195 lines (156 loc) · 6.31 KB

Methodology

Here we provide the relevant code from _targets.R and describe what they do.

  1. Create the age-specific population data you would like to generate synthetic contact matrices for.

    tar_target(
        in_data_wpp,
        wpp_age(years = 2015)
    ),

    If you would like to use your own age-specific population data, load your data as a target object here using a function such as read_csv(). Your data must have the following variables:

    • country for country name,
    • year for the year of survey,
    • lower.age.limit for the lower age limit of each age group, and
    • population for the size of each age group.

    In this instance, we use the wpp_age() function from the socialmixr package to obtain our population data. The data is saved in the target object in_data_wpp.

  2. Clean the data.

    tar_target(
        cleaned_wpp,
        in_data_wpp %>%
          mutate(country = case_when(
    
            # Renames the following, otherwise picked up as "China"
            country == "China, Hong Kong SAR" ~ "Hong Kong",
            country == "China, Taiwan province of China" ~ "Taiwan, Province of China",
            .default = country
          )) %>% 
    
          # The following is otherwise picked up as "China"
          filter(country != "Less developed regions, excluding China")
    ),

    This step sorts out issues unique to the WPP dataset. In this instance, we manually rename the regions Hong Kong and Taiwan as well as remove observations labelled “Less developed regions, excluding China.” If this was not done manually, the next step will re-label these observations as “China,” which is problematic for the subsequent steps of the analysis.

    If you are using your own data within this workflow, we recommend you explore and manually clean your data in this step.

  3. Standardise the country names.

    tar_target(
        standardised_wpp_data,
        standardise_country_names(
          cleaned_wpp,
          column_name = "country",
          conversion_destination_code = "iso3c")
    ),

    The function standardise_country_names() relies on the countryname() function in the countrycode package. The argument conversion_destination_code defaults to ISO-3 codes ("iso3c") but can be changed to whatever you like.1 The converted, standardised country names are saved as a new variable in the existing data frame called std_country_names.

  4. Check excluded region names.

    tar_target(
        excluded_names,
        standardised_wpp_data %>% 
          filter(is.na(std_country_names)) %>% 
          select(country) %>% 
          distinct(country)
    ),

    As the population data obtained from wpp_age() also includes global and regional population data in addition to country-level population data, we would like to exclude these. Names that do not match a country name are labelled as missing (NA) in the std_country_names variable. These values are returned in a data frame for manual checking.

    To obtain this data frame, use tar_load(excluded_names).

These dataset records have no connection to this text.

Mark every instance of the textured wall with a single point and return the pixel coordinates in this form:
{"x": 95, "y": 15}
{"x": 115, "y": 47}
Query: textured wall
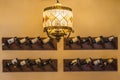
{"x": 91, "y": 17}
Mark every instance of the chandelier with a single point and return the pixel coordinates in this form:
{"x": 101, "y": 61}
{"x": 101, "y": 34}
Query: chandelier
{"x": 58, "y": 21}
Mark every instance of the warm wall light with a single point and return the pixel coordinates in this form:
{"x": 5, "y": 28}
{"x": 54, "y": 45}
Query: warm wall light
{"x": 58, "y": 21}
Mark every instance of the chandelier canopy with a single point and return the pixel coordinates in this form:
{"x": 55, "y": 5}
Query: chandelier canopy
{"x": 58, "y": 21}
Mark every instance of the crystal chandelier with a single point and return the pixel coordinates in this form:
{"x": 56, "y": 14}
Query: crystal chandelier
{"x": 58, "y": 21}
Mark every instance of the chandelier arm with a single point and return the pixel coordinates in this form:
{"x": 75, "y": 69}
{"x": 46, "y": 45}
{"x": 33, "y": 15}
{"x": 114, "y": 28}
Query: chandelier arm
{"x": 69, "y": 34}
{"x": 57, "y": 1}
{"x": 47, "y": 33}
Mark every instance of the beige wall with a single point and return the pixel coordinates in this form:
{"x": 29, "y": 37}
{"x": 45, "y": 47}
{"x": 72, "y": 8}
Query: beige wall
{"x": 91, "y": 17}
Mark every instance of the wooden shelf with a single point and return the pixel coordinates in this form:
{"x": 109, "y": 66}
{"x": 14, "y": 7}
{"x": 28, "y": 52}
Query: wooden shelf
{"x": 34, "y": 68}
{"x": 52, "y": 45}
{"x": 88, "y": 67}
{"x": 86, "y": 46}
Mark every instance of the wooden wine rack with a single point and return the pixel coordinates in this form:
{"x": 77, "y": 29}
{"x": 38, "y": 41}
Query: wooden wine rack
{"x": 35, "y": 46}
{"x": 34, "y": 68}
{"x": 76, "y": 46}
{"x": 86, "y": 67}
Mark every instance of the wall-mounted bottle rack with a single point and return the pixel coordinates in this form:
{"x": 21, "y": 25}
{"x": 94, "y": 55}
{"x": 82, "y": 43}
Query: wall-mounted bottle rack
{"x": 90, "y": 64}
{"x": 91, "y": 43}
{"x": 26, "y": 43}
{"x": 30, "y": 65}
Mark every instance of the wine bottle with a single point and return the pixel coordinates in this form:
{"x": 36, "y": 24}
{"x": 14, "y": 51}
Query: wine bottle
{"x": 76, "y": 40}
{"x": 89, "y": 40}
{"x": 50, "y": 63}
{"x": 49, "y": 41}
{"x": 110, "y": 63}
{"x": 110, "y": 40}
{"x": 29, "y": 63}
{"x": 99, "y": 40}
{"x": 98, "y": 62}
{"x": 15, "y": 62}
{"x": 75, "y": 62}
{"x": 86, "y": 61}
{"x": 9, "y": 42}
{"x": 40, "y": 42}
{"x": 8, "y": 65}
{"x": 39, "y": 62}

  5. Split the data frame of standardised country names into lists.

    tar_target(
        list_of_data,
        split(
          standardised_wpp_data, 
          standardised_wpp_data$std_country_names)
    ),
  6. Select which countries you would like to create synthetic contact matrices for.

    tar_target(
        selection_of_countries,
        list_of_data[1:200]
    ),

    list_of_data[1:200] returns all 200 countries in the WPP data. Change these numbers if you would only like a subset of this 200.

    Alternatively, use dplyr::filter() if you have a list of country names you would like to filter.

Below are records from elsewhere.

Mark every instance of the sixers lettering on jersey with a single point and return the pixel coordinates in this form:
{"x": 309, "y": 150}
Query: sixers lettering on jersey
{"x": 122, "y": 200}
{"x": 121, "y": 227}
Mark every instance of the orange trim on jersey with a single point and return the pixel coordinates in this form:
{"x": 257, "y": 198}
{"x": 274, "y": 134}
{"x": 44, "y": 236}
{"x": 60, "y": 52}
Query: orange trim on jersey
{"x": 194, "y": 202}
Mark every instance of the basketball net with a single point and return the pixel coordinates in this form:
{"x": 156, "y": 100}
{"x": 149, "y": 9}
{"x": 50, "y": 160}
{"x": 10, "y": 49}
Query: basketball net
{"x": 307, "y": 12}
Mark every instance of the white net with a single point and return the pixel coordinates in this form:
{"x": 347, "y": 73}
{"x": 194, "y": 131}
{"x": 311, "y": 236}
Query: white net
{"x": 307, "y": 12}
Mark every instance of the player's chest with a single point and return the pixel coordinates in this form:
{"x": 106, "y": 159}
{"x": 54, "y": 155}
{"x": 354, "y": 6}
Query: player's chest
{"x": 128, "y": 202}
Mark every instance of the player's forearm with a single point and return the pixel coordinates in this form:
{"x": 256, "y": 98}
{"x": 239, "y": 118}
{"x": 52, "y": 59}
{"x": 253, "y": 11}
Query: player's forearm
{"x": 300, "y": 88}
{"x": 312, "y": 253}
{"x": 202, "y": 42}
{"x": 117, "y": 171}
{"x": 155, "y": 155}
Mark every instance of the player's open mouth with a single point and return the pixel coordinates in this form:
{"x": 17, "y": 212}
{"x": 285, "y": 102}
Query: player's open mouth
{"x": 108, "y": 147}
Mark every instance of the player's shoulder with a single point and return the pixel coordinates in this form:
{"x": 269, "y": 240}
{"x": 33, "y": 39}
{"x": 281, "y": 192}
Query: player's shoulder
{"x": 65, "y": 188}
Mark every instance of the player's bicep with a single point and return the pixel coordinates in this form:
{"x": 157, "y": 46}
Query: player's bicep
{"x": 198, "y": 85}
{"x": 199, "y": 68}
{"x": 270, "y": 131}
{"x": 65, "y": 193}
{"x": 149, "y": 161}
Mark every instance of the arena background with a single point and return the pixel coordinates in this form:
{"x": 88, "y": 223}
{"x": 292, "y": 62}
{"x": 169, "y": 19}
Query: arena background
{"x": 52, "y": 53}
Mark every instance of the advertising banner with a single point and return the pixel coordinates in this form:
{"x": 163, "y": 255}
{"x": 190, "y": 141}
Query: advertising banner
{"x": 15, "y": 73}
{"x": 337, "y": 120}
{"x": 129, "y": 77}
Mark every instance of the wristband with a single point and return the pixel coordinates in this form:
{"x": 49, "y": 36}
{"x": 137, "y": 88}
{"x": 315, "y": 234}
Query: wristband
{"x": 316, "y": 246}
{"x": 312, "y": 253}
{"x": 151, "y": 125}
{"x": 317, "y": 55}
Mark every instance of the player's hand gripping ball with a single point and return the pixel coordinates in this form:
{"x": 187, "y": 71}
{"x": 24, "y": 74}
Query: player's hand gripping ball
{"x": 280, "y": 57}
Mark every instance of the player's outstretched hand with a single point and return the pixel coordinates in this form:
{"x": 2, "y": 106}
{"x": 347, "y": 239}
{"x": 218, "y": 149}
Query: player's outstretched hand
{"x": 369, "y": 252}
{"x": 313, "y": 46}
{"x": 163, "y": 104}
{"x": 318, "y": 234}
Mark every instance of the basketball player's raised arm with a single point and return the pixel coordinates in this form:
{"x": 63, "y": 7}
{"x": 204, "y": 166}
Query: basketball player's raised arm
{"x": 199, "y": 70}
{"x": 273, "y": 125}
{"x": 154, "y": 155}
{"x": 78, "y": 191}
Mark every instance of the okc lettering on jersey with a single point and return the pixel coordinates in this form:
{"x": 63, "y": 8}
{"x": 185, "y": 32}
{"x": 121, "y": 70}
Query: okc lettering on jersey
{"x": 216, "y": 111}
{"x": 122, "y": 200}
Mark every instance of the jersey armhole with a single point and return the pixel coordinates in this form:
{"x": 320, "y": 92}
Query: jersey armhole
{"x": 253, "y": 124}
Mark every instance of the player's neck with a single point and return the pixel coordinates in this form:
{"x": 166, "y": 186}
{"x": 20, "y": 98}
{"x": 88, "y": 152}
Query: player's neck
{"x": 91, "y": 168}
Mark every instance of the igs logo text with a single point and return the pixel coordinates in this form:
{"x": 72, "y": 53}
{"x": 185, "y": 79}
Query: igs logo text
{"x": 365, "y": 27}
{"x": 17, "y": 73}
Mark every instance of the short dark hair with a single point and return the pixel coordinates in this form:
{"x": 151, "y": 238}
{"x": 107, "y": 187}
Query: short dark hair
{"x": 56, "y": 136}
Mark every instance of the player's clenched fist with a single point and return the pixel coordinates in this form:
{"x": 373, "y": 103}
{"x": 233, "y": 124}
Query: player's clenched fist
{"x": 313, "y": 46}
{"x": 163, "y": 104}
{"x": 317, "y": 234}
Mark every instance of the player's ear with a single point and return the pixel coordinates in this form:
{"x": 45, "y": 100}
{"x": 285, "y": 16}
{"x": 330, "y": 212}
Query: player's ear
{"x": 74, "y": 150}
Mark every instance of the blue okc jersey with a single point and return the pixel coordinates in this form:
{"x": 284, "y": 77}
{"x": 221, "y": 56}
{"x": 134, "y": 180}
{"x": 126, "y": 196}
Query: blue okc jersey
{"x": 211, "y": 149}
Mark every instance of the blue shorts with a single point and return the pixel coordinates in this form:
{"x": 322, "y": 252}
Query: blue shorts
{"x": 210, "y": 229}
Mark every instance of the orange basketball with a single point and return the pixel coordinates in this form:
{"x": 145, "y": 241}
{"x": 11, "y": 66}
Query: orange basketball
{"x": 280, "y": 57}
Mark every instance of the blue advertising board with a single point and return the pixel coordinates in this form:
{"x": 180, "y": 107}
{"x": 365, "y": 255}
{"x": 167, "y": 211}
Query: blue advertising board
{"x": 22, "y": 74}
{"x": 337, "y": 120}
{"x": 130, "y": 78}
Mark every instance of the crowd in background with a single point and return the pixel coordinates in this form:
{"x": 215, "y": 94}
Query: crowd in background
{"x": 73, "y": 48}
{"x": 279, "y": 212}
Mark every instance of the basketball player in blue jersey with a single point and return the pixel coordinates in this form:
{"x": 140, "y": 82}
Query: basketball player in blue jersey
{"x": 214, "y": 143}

  7. Convert our data to a conmat population data.

    tar_target(
        population_data, 
        create_population_data(selection_of_countries)
    ),

    The function create_population_data() uses the as_conmat_population() function from conmat.

  8. Generate synthetic contact matrices from our population data.

    tar_target(
        contact_matrices_data, 
        create_contact_matrices(
          population_data = population_data,
          start_age = 0,
          end_age = 80
        )
    ),

    If you would like to adjust the age limits for the synthetic contact matrices, this can be done by changing the start_age and end_age arguments in the create_contact_matrices() function. The default is 0 to 80+ years. If you would like to change it to 0 to 60+, you would change end_age = 60.

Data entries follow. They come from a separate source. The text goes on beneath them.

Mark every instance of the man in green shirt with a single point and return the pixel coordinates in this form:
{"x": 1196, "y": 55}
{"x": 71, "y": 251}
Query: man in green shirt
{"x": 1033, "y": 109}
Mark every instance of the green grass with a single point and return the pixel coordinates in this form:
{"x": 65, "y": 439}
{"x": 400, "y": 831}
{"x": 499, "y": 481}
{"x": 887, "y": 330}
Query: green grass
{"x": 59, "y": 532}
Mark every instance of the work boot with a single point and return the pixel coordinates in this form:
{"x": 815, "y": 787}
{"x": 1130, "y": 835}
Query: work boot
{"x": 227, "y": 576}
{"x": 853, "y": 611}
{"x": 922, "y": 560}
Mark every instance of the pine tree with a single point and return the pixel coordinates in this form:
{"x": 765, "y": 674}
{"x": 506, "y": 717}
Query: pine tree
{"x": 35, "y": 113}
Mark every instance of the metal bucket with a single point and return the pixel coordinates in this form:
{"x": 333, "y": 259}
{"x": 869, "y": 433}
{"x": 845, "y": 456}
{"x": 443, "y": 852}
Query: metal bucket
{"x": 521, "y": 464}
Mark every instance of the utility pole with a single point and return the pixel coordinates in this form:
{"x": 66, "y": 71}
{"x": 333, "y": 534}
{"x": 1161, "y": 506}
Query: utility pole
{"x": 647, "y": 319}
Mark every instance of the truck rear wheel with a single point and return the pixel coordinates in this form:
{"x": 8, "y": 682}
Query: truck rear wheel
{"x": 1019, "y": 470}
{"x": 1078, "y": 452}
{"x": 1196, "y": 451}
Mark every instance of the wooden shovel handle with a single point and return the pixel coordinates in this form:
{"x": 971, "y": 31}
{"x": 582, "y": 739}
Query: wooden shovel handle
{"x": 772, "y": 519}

    The create_contact_matrices() function uses the extrapolate_polymod() function from conmat.

  9. Save the generated synthetic contact matrices as csv files.

    tar_target(
        csv_output,
        save_conmat_as_csv(
          matrix_list = contact_matrices_data, 
          path = "./output-contact-matrices", 
          subfolder = FALSE
          ), 
        format = "file"
    ),

    The path argument allows you to specify where you would like to save these csv files; change this if you would like to change where the files should be saved. The folder specified in path must already exist.

    The subfolder argument defaults to FALSE, which means the generated contact matrices for all countries would be saved within the specified path without subdirectories. In other words, all csv files would be saved in the one folder.

    Alternatively, if the subfolder argument were set to TRUE, the five resulting contact matrices for each country are saved in its own subdirectory. In other words, the five synthetic contact matrices generated (for the environments: all, home, other, school, and work) for one country–as an example, Australia–is saved in its own subfolder labelled ‘AUS’ within the path specified.

Footnotes

  1. Refer to the countrycodes documentation or type ?codelist for a list of available codes.